1. Low RNA extraction rate.
(1) Improperly preserved samples or samples preserved for too long. Improperly preserved samples or samples preserved for too long may lead to RNA degradation. Collect fresh samples or samples preserved in -70℃ or liquid nitrogen after liquid nitrogen flash-freezing.
(2) Inadequate homogenization or liquid nitrogen grinding. Inadequate homogenization or liquid nitrogen milling results in inadequate lysis, leading to inadequate release of RNA.
(3) Low RNA content in tissues or cells: the abundance of RNA varies in different cells and tissues, and pre-tests should be done to determine the appropriate sample starting volume.
(4) The starting amount of tissue is too little or too much: if the sample amount is too little, the RNA content in the cells and tissues is low; if the sample amount is too much, it may exceed the cleavage capacity of the lysate, and the cleavage will be incomplete, which will lead to a low rate of RNA yield or quality decline.
(5) Inadequate elution.RNase-free ddH2O was added dropwise to the center of the purification column membrane. The elution volume of the purification column is 50-200 μl. If the elution effect is unsatisfactory, you can add RNase-free ddH2O preheated at 65 ℃, then prolong the time of room temperature, and centrifuge the column for the second elution.

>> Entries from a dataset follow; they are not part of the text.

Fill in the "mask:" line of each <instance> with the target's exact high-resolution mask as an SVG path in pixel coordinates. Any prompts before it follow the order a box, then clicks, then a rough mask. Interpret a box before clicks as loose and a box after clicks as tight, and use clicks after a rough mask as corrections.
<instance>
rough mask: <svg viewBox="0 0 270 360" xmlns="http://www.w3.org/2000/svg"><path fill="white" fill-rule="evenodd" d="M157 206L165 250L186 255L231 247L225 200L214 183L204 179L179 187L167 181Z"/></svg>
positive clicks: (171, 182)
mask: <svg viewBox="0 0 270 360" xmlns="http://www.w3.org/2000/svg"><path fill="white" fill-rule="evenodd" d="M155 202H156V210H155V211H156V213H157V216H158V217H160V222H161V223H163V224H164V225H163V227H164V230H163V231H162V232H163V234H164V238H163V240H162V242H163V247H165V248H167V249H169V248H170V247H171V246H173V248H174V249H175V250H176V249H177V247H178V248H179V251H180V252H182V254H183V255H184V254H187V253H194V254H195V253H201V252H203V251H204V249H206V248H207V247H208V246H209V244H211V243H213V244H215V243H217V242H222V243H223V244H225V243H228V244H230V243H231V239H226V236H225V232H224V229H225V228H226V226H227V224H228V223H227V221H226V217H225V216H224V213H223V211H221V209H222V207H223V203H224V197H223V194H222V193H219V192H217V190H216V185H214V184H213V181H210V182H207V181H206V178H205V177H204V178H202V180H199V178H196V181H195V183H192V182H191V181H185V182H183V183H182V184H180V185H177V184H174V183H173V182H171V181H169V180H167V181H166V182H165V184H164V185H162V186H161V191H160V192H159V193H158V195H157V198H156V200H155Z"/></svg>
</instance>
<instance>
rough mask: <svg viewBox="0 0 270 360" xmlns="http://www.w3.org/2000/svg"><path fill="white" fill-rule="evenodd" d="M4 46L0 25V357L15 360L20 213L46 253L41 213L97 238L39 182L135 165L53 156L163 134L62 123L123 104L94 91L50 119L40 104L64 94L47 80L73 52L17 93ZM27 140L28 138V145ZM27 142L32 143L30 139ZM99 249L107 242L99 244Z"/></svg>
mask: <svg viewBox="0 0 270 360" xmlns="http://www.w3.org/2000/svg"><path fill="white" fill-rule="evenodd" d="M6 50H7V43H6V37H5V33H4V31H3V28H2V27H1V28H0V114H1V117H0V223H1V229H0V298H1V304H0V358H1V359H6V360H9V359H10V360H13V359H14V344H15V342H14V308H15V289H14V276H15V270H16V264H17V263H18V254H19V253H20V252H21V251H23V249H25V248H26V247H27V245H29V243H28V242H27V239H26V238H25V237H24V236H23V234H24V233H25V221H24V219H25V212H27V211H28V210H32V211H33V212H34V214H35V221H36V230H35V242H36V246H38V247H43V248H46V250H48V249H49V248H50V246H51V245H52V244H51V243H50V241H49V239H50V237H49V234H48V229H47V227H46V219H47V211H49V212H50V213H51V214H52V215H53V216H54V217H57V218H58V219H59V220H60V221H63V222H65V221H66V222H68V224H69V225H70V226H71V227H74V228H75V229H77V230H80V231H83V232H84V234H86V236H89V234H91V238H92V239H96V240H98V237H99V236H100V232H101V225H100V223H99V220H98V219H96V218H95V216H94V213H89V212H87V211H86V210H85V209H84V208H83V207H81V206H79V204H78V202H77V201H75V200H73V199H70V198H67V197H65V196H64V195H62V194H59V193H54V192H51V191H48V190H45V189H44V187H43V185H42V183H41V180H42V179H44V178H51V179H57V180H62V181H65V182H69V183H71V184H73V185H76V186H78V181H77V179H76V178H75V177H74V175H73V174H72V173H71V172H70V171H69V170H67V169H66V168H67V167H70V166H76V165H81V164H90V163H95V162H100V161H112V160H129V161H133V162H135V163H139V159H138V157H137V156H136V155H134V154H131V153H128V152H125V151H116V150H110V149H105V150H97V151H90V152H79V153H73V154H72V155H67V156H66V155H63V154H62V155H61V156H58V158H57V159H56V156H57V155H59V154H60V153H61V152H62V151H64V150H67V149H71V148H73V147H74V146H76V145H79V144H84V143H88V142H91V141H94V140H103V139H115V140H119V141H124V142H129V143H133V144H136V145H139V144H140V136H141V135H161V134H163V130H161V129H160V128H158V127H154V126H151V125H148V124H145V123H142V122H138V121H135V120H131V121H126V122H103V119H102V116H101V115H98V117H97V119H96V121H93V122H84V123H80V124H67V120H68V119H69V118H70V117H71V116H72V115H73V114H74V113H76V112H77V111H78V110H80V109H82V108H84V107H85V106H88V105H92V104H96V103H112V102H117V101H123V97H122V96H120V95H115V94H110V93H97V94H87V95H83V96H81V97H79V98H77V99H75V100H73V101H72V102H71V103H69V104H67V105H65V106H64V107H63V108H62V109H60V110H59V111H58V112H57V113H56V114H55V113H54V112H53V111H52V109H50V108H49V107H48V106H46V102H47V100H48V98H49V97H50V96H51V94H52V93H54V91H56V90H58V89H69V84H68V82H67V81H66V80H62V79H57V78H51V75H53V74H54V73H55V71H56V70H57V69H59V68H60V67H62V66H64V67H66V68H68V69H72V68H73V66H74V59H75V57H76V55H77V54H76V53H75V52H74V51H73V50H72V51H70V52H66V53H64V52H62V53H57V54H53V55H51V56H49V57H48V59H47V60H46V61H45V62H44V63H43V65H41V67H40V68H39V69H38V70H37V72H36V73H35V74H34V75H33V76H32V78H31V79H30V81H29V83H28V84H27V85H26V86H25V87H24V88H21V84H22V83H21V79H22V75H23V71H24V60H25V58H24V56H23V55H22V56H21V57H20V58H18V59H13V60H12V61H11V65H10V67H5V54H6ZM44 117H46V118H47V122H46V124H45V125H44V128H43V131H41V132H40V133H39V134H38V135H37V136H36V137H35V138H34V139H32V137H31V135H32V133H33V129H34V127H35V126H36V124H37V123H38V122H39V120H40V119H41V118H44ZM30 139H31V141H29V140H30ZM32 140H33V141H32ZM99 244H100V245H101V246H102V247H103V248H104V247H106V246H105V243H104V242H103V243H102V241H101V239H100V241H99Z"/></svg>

2. gDNA-Filter Columns clogging problem.
(1) Too much sample. This kit is suitable for extracting 10-20 mg of animal tissues or 2-5×106 cells, excessive amount of tissues will reduce the yield as well as the purity, and the amount of samples used should be reduced during operation.
(2) The sample is rich in muscle fibers. Muscle, heart and skin are rich in myofibers, the molecular weight of myofibers is large, which will cause blockage of the column, and the use of liquid nitrogen milling will reduce the blockage phenomenon when processing samples.
(3) Inadequate tissue grinding or homogenization. When the grinding or homogenization is not sufficient, the debris may cause the column to be blocked. The lysed liquid should be centrifuged at 13,000×g for 5 min, and the supernatant should be added to the gDNA-Filter Columns.
3. RNA degradation.
RNA degradation after purification is related to the quality of the sample, whether it is contaminated by RNase, the operation mode and other factors:
(1) Samples cause RNA degradation because they are not stored in time. Tissue samples or cells are stored at -80℃ after liquid nitrogen flash-freezing if they are not collected in time for subsequent experiments.
(2) Samples were repeatedly frozen and thawed. When storing tissue samples, store them in small pieces to avoid degradation due to repeated freezing and thawing.
(3) Electrophoresis. Common RNA degradation is partly caused by the electrophoresis process. Before electrophoresis, soak the electrophoresis tank in 3% hydrogen peroxide for 20 min, and then rinse it with RNase-free ddH2O, and configure the electrophoresis buffer with RNase-free ddH2O.
(4) Ensure that the lance and centrifuge tubes used in the extraction process are RNase-free.
4.The extracted RNA was contaminated with genomic DNA.
The DNA and RNA content of different kinds of tissues and cells varies greatly, please do not exceed 20 mg of tissue and 5×106 cells. If liver, spleen and kidney are rich in DNA, please do not exceed 10 mg, otherwise it will lead to excessive genomic residues. gDNA-Filter Columns can effectively remove most of the DNA in the system, if the downstream experiments are very sensitive to trace amounts of DNA, you can choose to select the use of the following options according to the specific circumstances:
(1) Use DNase I provided in the kit for on-membrane digestion to remove DNA contamination.
(2) Use trans-intron primers when designing primers, thus avoiding the involvement of genomic DNA templates in the amplification reaction.
(3) For reverse transcription, choose reverse transcription reagents containing a genome removal module.